A junior engineer might not be aware of replication. They might try to solve this problem by just taking periodic backups of the database, which would not provide high availability.

Right Approach

A senior engineer would know that replication is a critical part of database administration. They would be able to explain the different types of replication and would have a clear plan for how to set up replication for a production database.

Step 1: Understand the Different Types of Replication

Replication TypeDescription
Streaming ReplicationThe primary server sends a stream of WAL (Write-Ahead Logging) records to the secondary server. The secondary server then replays the WAL records to keep itself up-to-date.
Logical ReplicationThe primary server sends a stream of logical changes to the secondary server. The secondary server then applies the logical changes to its own data.

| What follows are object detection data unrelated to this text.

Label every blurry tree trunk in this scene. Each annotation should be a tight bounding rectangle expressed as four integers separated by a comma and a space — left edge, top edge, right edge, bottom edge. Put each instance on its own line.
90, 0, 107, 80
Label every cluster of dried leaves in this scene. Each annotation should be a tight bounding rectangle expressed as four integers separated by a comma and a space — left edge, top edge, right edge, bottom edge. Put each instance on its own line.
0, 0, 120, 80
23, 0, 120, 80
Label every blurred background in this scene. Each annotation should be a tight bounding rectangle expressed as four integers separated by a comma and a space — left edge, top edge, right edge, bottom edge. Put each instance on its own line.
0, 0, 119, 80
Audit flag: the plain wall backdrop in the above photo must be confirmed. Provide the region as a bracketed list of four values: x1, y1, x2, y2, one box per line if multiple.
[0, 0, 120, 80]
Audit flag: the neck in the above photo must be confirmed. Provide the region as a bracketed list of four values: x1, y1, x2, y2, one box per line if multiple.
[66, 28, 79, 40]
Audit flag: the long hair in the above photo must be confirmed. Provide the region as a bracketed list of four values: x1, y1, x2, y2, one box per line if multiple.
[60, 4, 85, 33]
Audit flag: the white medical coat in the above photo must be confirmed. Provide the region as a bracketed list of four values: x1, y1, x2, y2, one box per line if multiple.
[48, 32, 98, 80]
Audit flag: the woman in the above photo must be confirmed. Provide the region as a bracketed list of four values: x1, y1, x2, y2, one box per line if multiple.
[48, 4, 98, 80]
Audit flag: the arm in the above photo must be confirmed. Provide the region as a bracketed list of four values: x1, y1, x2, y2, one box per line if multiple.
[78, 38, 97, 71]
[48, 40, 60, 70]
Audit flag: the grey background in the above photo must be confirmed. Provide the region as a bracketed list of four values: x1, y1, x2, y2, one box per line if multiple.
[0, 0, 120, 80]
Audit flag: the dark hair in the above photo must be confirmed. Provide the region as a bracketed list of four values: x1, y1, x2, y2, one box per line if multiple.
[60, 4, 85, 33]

For our use case, we will use streaming replication. It is the most common type of replication, and it is well-suited for providing high availability and disaster recovery.

Step 2: Configure the Primary Server

The first step is to configure the primary server. We need to edit the postgresql.conf file and set the following parameters:

wal_level = replica
max_wal_senders = 10
wal_keep_segments = 64

We also need to edit the pg_hba.conf file to allow the secondary server to connect to the primary server.

host  replication  all  <secondary_server_ip>/32  md5

Step 3: Create a Base Backup

The next step is to create a base backup of the primary server. We can use the pg_basebackup utility to do this.

pg_basebackup -h <primary_server_ip> -D /var/lib/postgresql/data -U replication -P -v

Step 4: Configure the Secondary Server

The final step is to configure the secondary server. We need to create a recovery.conf file in the data directory with the following content:

standby_mode = 'on'
primary_conninfo = 'host=<primary_server_ip> port=5432 user=replication password=...'

Step 5: Start the Secondary Server

Now we can start the secondary server. It will connect to the primary server and start replaying the WAL records.

Practice Question

You want to replicate only a subset of the tables in your database. Which type of replication would you use?